Hello we are the Bulleid’s. My name is Andrea, my husband is Chris and our children are Dylan, Gemma and Blake. We are sheep and beef farmers at Longridge North (Northern Southland) on Glengordon Farm, an hour south of Queenstown. Also part of our team is Mum - Janice Potts. Mum taught me how to knit.
We farm 4500 Romney breeding ewes, 1200 hoggets (they are the up and coming breeders) and we also run a breeding and finishing cow herd in conjunction. The farm is the north end of the Longridge with an undulating valley and surrounded with blocks of native bush (protected by QE11 covenant) and some steeper tussock blocks. We feel privileged to be able to live and work on this picturesque property that hosts many special natural features.
We love wool. We use it where ever we can - it is in the carpet on our floors, insulating our house, in the clothes we wear, we even use the bits and pieces in our dog’s kennels for warmth and comfort and occasionally as mulch around newly planted trees to suppress weeds and slowly feed the trees. We observe our pets and animals’ preference for wool also - the cats choose to sleep on the wool blankets (or my knitting), the horse will nuzzle against a wool jersey, wild birds will build their nests with wool. It’s attractive.
I enjoy knitting but I would not claim to be an ‘expert’ knitter. My preference is for straightforward, relaxing knitting where there’s not too much concentration required and I can produce items of use in snippets of spare time. For me (everyone’s different), it’s a way to switch off and calm my body and brain.
I learnt to knit as a child, taught by Mum - the lesson was quick, the basics taught and I was then left to my own devices. I would be lying if I said I churned out successful, completed projects! But there the lifelong journey began and this simple repetitive hand skill - which I could come and go from at whim - gradually progressed.
I remember the Peggy Square drive during my primary school years that involved school children knitting squares and sending the completed wool blankets over to war or famine ravaged countries. On cold wintry days we would be inside the classroom during lunchtime working away at knitting our Peggy Squares. Locals would come in to help out with the learner knitters. The squares might end up a little less than square, with the odd imperfection - but the oddities were overlooked and we felt good about what we’d learnt, achieved and given.
I believe there is a positive tactile feedback from handling wool that is also at play while knitting. Just as toddlers will nuzzle their favourite toy, handling a natural fibre gives an intangible warmth and feeling of grounding.
Unfortunately, the handcraft of knitting is no longer being passed on from generation to generation as it once was. Skills are being lost and there are many idle hands that don’t know what they’re missing out on.
There are so many beautiful wool yarns being produced and the internet is loaded with amazing patterns and creative ideas - never has the knitter had such inspiration at their fingertips - but that’s not much use if you don’t know how to knit!
This is why I have started The Sheep’s Back.
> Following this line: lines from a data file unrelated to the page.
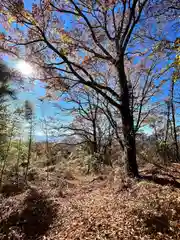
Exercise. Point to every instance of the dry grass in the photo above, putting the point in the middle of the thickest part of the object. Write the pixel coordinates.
(64, 205)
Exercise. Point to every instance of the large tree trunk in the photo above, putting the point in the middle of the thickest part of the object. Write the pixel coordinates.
(127, 124)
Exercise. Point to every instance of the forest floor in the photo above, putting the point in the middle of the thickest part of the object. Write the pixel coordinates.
(98, 207)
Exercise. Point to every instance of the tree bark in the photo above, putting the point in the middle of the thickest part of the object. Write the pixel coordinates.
(127, 123)
(174, 122)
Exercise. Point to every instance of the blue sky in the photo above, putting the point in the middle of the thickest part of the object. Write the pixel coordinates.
(48, 106)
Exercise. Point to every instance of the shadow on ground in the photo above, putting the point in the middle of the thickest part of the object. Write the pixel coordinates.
(32, 222)
(161, 180)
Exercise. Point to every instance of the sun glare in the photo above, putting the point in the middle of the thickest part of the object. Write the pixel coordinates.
(24, 68)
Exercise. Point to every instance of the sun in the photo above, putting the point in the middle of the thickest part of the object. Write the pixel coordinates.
(24, 67)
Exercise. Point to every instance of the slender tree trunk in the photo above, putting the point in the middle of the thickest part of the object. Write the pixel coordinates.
(5, 158)
(174, 122)
(127, 123)
(29, 148)
(95, 147)
(18, 160)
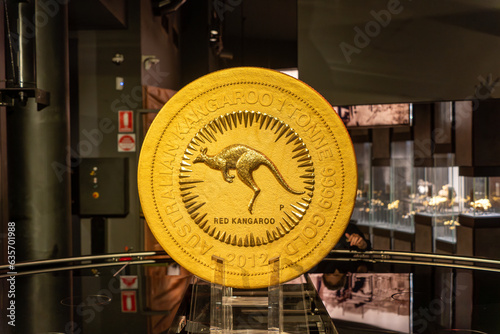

To teach the basics. After you’ve mastered these simple skills you can choose your own path. Perhaps become an expert? Or stay simple. Either way - learning to knit will provide you with a relaxing hobby or necessary domestic skill that will be with you for the rest of your life.
I’ve also included a kit for dying wool with natural materials - you must try this - it is astonishing! I can’t help but get a childlike excitement when I pull the wool out of the dye pot to see what colour I’ve made! It’s safe for children to do (some supervision is required) and encourages them to get outside and get familiar with botany, observing what is available in their environment and what is in season.